In Resolving Ethical Dilemmas: A Guide for Clinicians, a leading
textbook on the topic, the first statement on the concept of informed consent
is as follows: “Although informed consent is legally required, many physicians
are skeptical because patients can never understand medical situations as well
as doctors and because they can usually persuade patients to follow their
recommendations.”6 While I feel this
paternalistic viewpoint is slowly fading from the psyche of modern-day
clinicians and researchers, I think it is fairly easy to see how this idea,
coupled with racism (whether overt or subconscious), led researchers down a
path that compromised the lives of hundreds of young black men in Macon County,
Alabama for decades.
The four concepts communicated to
our “Ethics in Research” course include: Autonomy – the idea that an individual
should be able to act intentionally, is informed and free from interference and
control by others; Beneficence – where it is up to the physician or researcher
to ensure that they are aiming to provide a net benefit to their patients;
Nonmaleficence – the ‘do no harm’ precept that forbids physicians or
researchers to act selfishly or maliciously; and Justice – the idea that
research should be fair and people get what they deserve, e.g. a fair
allocation of resources.4 All of these tenets were
violated in the case of the Tuskegee Study.
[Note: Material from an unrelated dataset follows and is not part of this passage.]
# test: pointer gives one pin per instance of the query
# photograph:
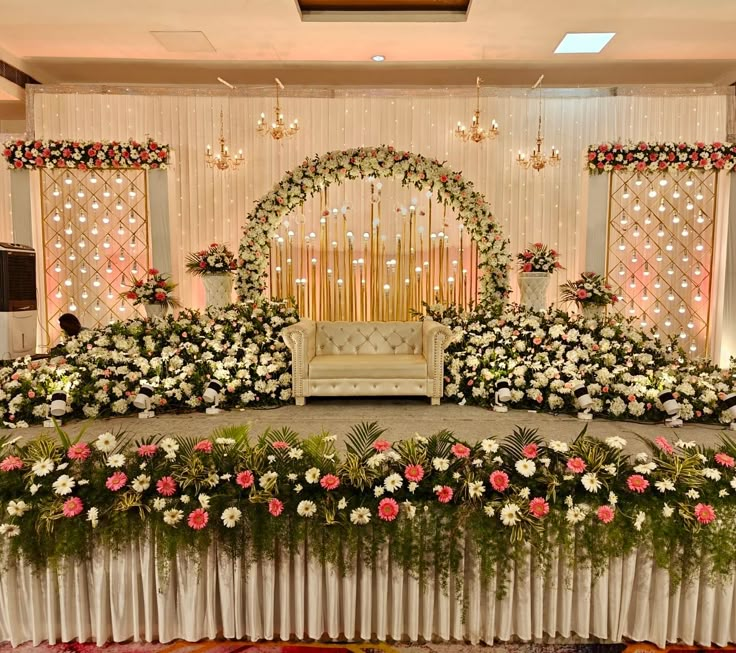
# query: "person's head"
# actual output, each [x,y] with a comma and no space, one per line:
[69,324]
Ethics of Tissue Collection and Future Discovery
While informed consent was central
to the complaints of the Lacks family, the most prevalent recurring concern conveyed
by her children after the discovery of the existence and mass production of the
HeLa cell line was who owned the rights, and thus the financial interest tied
to the tissue taken from Henrietta’s body. This very issue was tackled by the
California State Supreme Court in the mid-1980s. John Moore was being treated
for cancer by Dr. David Golde at UCLA over the period of a decade. During
treatment, Dr. Golde discovered that Moore’s body contained rare cells that
produced very valuable proteins that could be used for the development of
therapeutics. Dr. Golde would eventually patent Moore’s cell line and various
proteins they produced and become a millionaire in the process. Moore became
aware of this situation, sued, and lost. It was decided that once tissue leaves
a patient’s body, it is no longer the property of that patient.3
As of 2013, it was estimated that
there are greater than 300 million human tissue samples stored in biobanks in
the U.S. and this number was growing by at least 20 million samples per year.
The vast majority of samples collected today are not being used to develop
‘immortal’ cell lines, but that has not stopped a growing presence of critics
who argue that there is a need for a ‘tissue-rights movement.’7
The popularity of the book, The Immortal Life of Henrietta Lacks,
has brought to the forefront the concept of ethics in research, however, the
central tenets of this competency seem nebulous to most lay people. Two
researchers sought to quantify the impact that this book had on the discussion
of ethics in research and found that there were three concepts that were repeatedly
emphasized in the media and discussions surrounding this best-selling novel.7 Approximately 40% of the
accounts featured ‘informed consent’ as the major issue relevant to the Lacks
case, tissue research, or both. Additionally, 54% mentioned ethical
considerations related to the ‘welfare’ of the patient while 72% of the
accounts mentioned ‘compensation.’ Some second-tier considerations included ‘scientific
progress,’ ‘patient control,’ and ‘researcher accountability/oversight.’7
To this day, there doesn’t seem to
be much interest by the general public with regards to the ethics of clinical
research and data collection. Informed consent is the overwhelming issue that
the public seems to value, and I believe that strict adherence to this concept
will lay the foundation for ethical behavior as a study progresses. At the time
that Henrietta lacks was diagnosed with cervical cancer, treatment was begun
with radium therapy, which was the standard of the care at the time and relates
to the general ‘welfare’ of the patient.3 Because Ms. Lacks was
receiving free care at the time, this can be considered as ‘compensation.’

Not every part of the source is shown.